Research reveals increase in psychological distress in people during first wave of COVID-19
The first wave of the Covid-19 pandemic has seen more people suffer from mental health problems in the UK – according to new research from the University of East Anglia and the University of York.
Image Credit: University of East Anglia
New research released today reveals that the number of people suffering from some form of psychological distress increased by almost 50% during the peak of the first wave of the pandemic in April 2020, compared to 2019 figures.
The prevalence of psychological distress increased from 19% in 2019 to 28% in April 2020.
The study also shows that the distribution of mental health problems across the population became more uneven during the first wave of the COVID-19 epidemic.
But the study, which tracks people’s experiences over time, shows that levels of psychological distress had returned to pre-pandemic levels by the end of the first wave in July 2020.
We wanted to see how the Covid-19 pandemic has affected people’s mental health, find out if the impact has been greater on the most disadvantaged, and see how the health of metals has changed as the first wave of the pandemic was progressing.
Dr Apostolos Davillas, Norwich School of Medicine, UEA
Researchers studied data from the UK Household Longitudinal Study (UKHLS), which launched a Covid-19 survey to examine the impact of the coronavirus pandemic.
They looked at levels of socio-economic inequality and psychological distress in 2019, before the outbreak of the pandemic and during the first wave of the Covid-19 epidemic between April and July 2020. The study included 8,222 participants .
They looked at twelve indicators, including the inability to concentrate, make decisions or enjoy daily activities, experience sleep problems, and feelings of depression and worthlessness.
Dr Davillas said: “What we have found is that the mental health of many people suffered during the first wave of the Covid-19 pandemic.”
“In particular, we found that people’s ability to enjoy daily activities and play a meaningful role was most affected, along with problems with concentration and being unhappy.
“We already knew that Covid-19 had caused more than 20,000 deaths in the UK at the height of the first wave, so there was already a clear impact on well-being.”
“Many people have faced financial hardship, the stress of having children at home, isolation, and all of this has had an impact on the mental health of the nation.”
“We found that total inequality in mental health increased during the first wave of the Covid-19 epidemic in the UK.
“Compared to 2019, the dispersion of mental health issues across the population became about 20% more uneven at the peak of the first wave in the UK in April 2020. It appears that the burden of this psychological distress was unevenly distributed among the population. during the first wave of the Covid-19 epidemic. “
“But our study also found surprising results. Although total mental health inequality increased during the pandemic compared to 2019, pre-existing individual socio-economic circumstances – such as housing conditions, employment, income, education and occupation of parents – did not play a more important role in explaining the inequalities observed.
“Additionally, much of the change in the pattern of psychological distress had dissipated by the end of the first wave in July 2020.”
“Looking more closely at the role of individual characteristics, we found that at the height of the pandemic, age and gender accounted for a larger share of socioeconomic inequality in mental health compared to 2019 and the the most notable increase is evident for younger women. .

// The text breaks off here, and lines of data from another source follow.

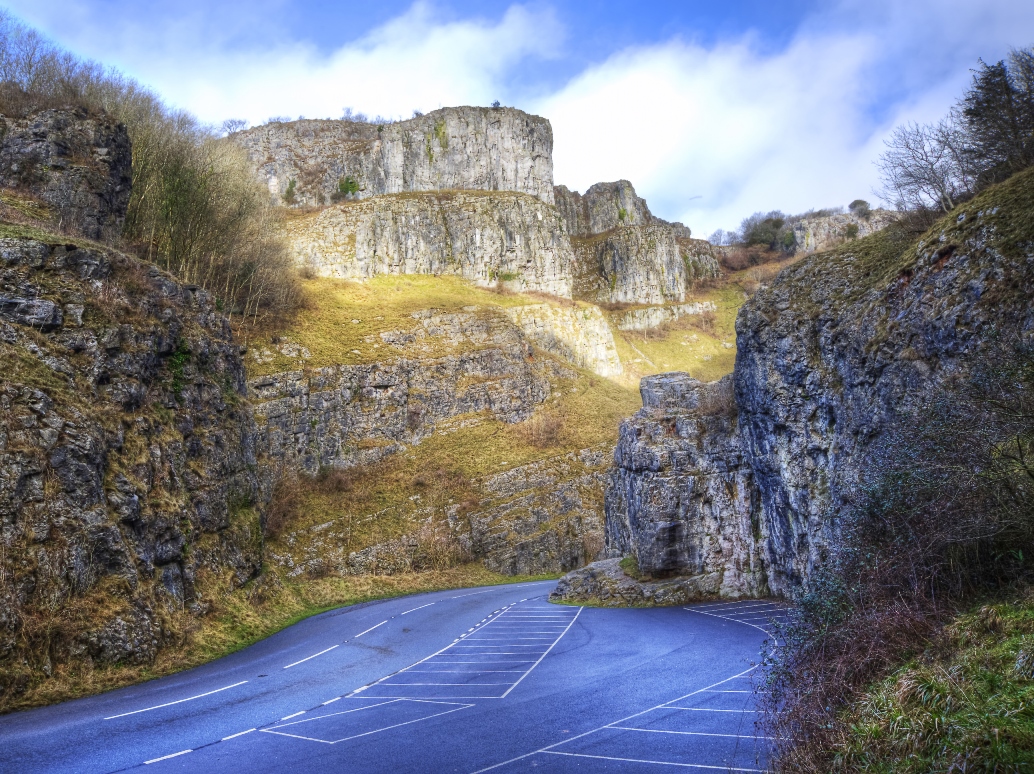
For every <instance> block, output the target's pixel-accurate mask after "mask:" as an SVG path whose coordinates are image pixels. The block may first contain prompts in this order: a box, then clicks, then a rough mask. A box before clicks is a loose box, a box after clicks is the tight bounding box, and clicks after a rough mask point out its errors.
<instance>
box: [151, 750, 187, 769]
mask: <svg viewBox="0 0 1034 774" xmlns="http://www.w3.org/2000/svg"><path fill="white" fill-rule="evenodd" d="M188 752H193V750H180V751H179V752H174V753H173V754H172V755H162V756H161V757H152V758H151V760H150V761H145V762H144V766H147V765H148V764H156V763H158V762H159V761H168V760H169V758H171V757H177V756H179V755H185V754H187V753H188Z"/></svg>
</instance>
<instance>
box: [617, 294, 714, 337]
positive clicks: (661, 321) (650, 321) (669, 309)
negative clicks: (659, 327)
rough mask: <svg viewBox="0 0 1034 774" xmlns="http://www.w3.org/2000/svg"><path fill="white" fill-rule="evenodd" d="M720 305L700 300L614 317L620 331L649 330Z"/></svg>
mask: <svg viewBox="0 0 1034 774" xmlns="http://www.w3.org/2000/svg"><path fill="white" fill-rule="evenodd" d="M717 310H718V307H716V306H714V302H712V301H698V302H695V303H693V304H672V305H671V306H647V307H641V308H639V309H629V310H627V311H624V312H617V313H615V315H614V318H615V319H616V322H617V329H618V330H619V331H648V330H650V329H653V328H658V327H660V326H663V324H665V323H667V322H674V321H675V320H677V319H678V318H679V317H686V316H690V315H696V314H704V313H705V312H714V311H717Z"/></svg>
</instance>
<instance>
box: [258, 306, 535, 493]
mask: <svg viewBox="0 0 1034 774" xmlns="http://www.w3.org/2000/svg"><path fill="white" fill-rule="evenodd" d="M416 316H418V318H419V322H420V323H421V327H420V329H418V331H417V332H397V333H394V332H391V333H385V334H382V336H381V338H382V339H383V340H384V341H385V343H387V344H389V345H393V346H396V347H397V348H398V349H399V350H400V351H407V350H408V349H409V345H412V344H414V343H416V342H417V340H418V339H419V338H421V337H422V336H432V337H444V338H447V339H449V340H450V341H451V343H452V344H453V345H454V347H455V348H456V349H457V350H458V351H456V353H452V354H448V355H446V357H443V358H427V359H414V358H412V357H408V358H406V357H403V358H402V359H399V360H396V361H390V362H385V363H375V364H370V365H362V366H330V367H327V368H318V369H313V370H310V371H293V372H288V373H280V374H274V375H272V376H263V377H258V378H254V379H251V380H250V381H249V383H248V390H249V395H250V397H251V400H252V402H253V404H254V407H255V408H254V410H255V417H256V420H257V423H258V427H260V436H258V446H260V448H261V451H262V452H263V454H265V455H266V456H268V457H269V458H270V459H272V460H274V461H275V462H276V464H277V465H281V466H285V467H286V468H287V469H299V470H304V471H306V472H308V473H315V472H316V471H317V470H318V469H320V468H321V467H324V466H337V467H347V466H353V465H366V464H371V463H373V462H376V461H377V460H381V459H383V458H384V457H386V456H388V455H390V454H394V453H396V452H399V451H401V450H402V448H403V447H404V446H405V445H409V444H413V443H419V442H420V440H421V439H422V438H425V437H426V436H428V435H430V434H431V433H433V432H435V431H436V430H437V431H442V430H444V429H446V428H447V427H449V426H450V422H451V421H457V417H463V419H462V421H463V422H465V423H466V424H470V423H474V422H478V421H480V420H479V419H478V415H479V414H481V415H488V416H492V417H494V419H496V420H500V421H503V422H508V423H515V422H520V421H522V420H526V419H527V417H528V416H530V414H531V412H533V411H534V410H535V408H536V406H537V405H539V404H541V403H543V402H544V401H545V400H546V398H548V397H549V393H550V388H549V380H548V379H547V378H546V374H547V373H548V372H549V371H548V369H549V368H550V365H549V364H546V363H536V362H535V361H534V360H533V358H531V353H533V352H531V348H530V346H529V345H528V343H527V342H526V341H525V339H524V337H523V336H522V335H521V333H520V331H518V330H517V329H516V328H514V326H513V324H511V323H510V321H509V320H507V319H506V317H503V316H501V315H488V314H484V313H478V312H477V311H470V312H461V313H437V312H434V311H432V310H428V311H427V312H421V313H418V315H416Z"/></svg>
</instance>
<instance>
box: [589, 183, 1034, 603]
mask: <svg viewBox="0 0 1034 774" xmlns="http://www.w3.org/2000/svg"><path fill="white" fill-rule="evenodd" d="M1031 213H1034V171H1028V172H1026V173H1022V174H1020V175H1017V176H1014V177H1013V178H1012V179H1011V180H1009V181H1007V182H1006V183H1004V184H1002V185H1000V186H997V187H995V188H993V189H990V190H989V191H986V192H984V193H983V194H981V195H979V196H977V197H976V198H974V199H973V200H971V202H969V203H967V204H966V205H965V206H964V207H961V208H959V209H957V210H956V211H955V212H953V213H952V214H951V216H950V218H947V219H945V220H943V221H942V222H941V223H940V225H939V226H936V227H935V228H934V229H932V230H931V231H929V233H927V234H926V235H925V237H924V238H923V239H922V240H920V241H919V242H918V243H917V244H916V243H913V242H912V241H911V239H910V238H909V236H908V235H907V234H906V233H905V231H904V229H903V228H900V227H889V228H887V229H884V230H883V231H881V233H879V234H877V235H874V236H873V237H870V238H869V239H866V240H862V241H857V242H850V243H848V244H846V245H844V246H843V247H841V248H840V249H838V250H834V251H830V252H826V253H823V254H821V255H818V256H816V257H815V258H805V259H804V260H801V261H799V262H797V264H795V265H794V266H792V267H790V268H788V269H787V270H785V271H784V272H783V273H782V274H781V276H780V278H779V280H778V281H776V282H773V283H772V284H771V285H770V286H768V287H766V288H763V289H762V290H760V291H759V292H758V293H756V295H755V296H754V297H753V298H752V299H751V300H750V301H749V302H748V303H747V304H746V305H744V306H743V308H742V310H741V311H740V313H739V316H738V318H737V322H736V331H737V357H736V368H735V372H734V376H733V383H734V389H735V403H734V406H735V410H736V411H737V419H736V420H735V421H733V419H732V417H731V416H722V415H721V412H718V413H716V412H714V411H712V410H711V409H710V408H707V407H706V406H707V405H710V404H713V405H719V404H724V403H725V401H719V400H718V399H717V397H716V395H717V394H718V393H721V392H724V391H725V390H727V388H725V386H722V385H721V382H720V383H719V384H716V385H701V384H699V383H698V382H694V381H693V380H692V379H689V377H687V376H685V375H681V376H665V377H652V378H651V379H646V380H644V383H643V404H644V407H643V410H642V411H641V412H640V413H639V414H637V415H636V416H635V417H633V419H632V420H630V421H627V422H626V423H625V424H624V425H622V427H621V435H620V442H619V444H618V447H617V451H616V452H615V467H614V469H613V472H612V474H611V484H610V488H609V489H608V494H607V505H606V507H607V530H608V548H609V550H610V551H611V552H612V553H631V554H632V555H633V556H635V557H636V558H637V559H638V561H639V565H640V567H641V568H643V569H644V570H645V571H652V572H662V574H680V575H683V576H690V577H697V576H699V574H701V572H704V574H707V572H708V571H711V570H712V571H719V572H721V574H722V578H723V584H722V586H721V587H720V589H719V592H720V593H721V594H724V595H736V594H740V593H762V592H763V591H764V590H765V589H767V590H768V591H770V592H772V593H776V594H785V593H787V592H788V591H789V590H790V589H791V588H793V586H794V584H796V583H797V582H799V581H801V580H802V579H804V578H807V577H808V576H809V575H810V572H811V571H812V570H813V569H814V568H815V567H816V566H817V565H818V564H819V563H820V562H822V561H823V560H824V558H825V557H826V554H827V551H828V549H829V546H830V544H831V541H832V540H833V539H834V538H835V535H837V530H838V521H837V517H838V514H840V513H842V510H843V509H844V508H845V507H847V506H849V505H850V503H851V501H852V497H853V493H854V487H855V485H856V484H857V482H858V478H859V475H860V473H861V472H862V470H863V468H864V465H865V464H866V460H868V459H869V451H870V450H871V448H872V447H873V444H874V443H878V442H879V441H880V440H881V438H883V437H885V436H886V434H888V433H892V432H895V431H898V430H899V429H900V428H899V426H900V424H901V422H902V421H903V416H908V415H909V413H908V412H909V409H910V408H911V407H913V406H916V405H917V404H919V405H921V402H922V400H923V397H924V396H925V395H929V394H930V393H931V392H932V391H933V390H935V389H937V388H939V386H940V385H950V384H952V383H954V381H955V380H956V379H962V381H964V382H965V380H966V378H967V377H968V375H969V374H970V373H971V371H972V369H973V368H974V367H976V366H979V364H981V362H982V359H983V358H985V357H986V355H987V353H989V352H990V351H992V350H993V348H994V347H996V346H999V342H1001V341H1003V340H1004V341H1009V340H1015V339H1017V338H1018V339H1022V340H1023V339H1026V340H1028V341H1029V340H1030V339H1031V337H1032V335H1034V310H1032V308H1031V306H1030V303H1029V299H1030V298H1031V295H1032V293H1034V250H1032V247H1031V246H1032V245H1034V227H1032V223H1034V219H1032V217H1031ZM701 404H704V405H703V406H702V405H701ZM731 410H732V409H731V408H730V411H731ZM583 580H584V579H583ZM579 583H582V582H579ZM584 583H587V581H584ZM584 583H582V585H584ZM576 586H578V584H577V583H572V584H569V587H570V588H575V587H576ZM586 588H587V587H586ZM572 593H573V592H572Z"/></svg>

“The share of total socio-economic inequality attributed to work in an industry linked to the Covid-19 response – such as work in the health sector, the food industry, retail, transportation or education – increased more than three times compared to 2019.
“We also found that as the first wave of Covid-19 progressed, chronic health problems, housing conditions and neighborhood characteristics increased their contribution to socio-economic inequality in terms of Mental Health.”
“The first wave of the COVID-19 pandemic and its impact on socio-economic inequalities in psychological distress in the UK” is published in Health Economics. The article is co-authored by Dr Apostolos Davillas (UEA) and Professor Andrew M. Jones (University of York).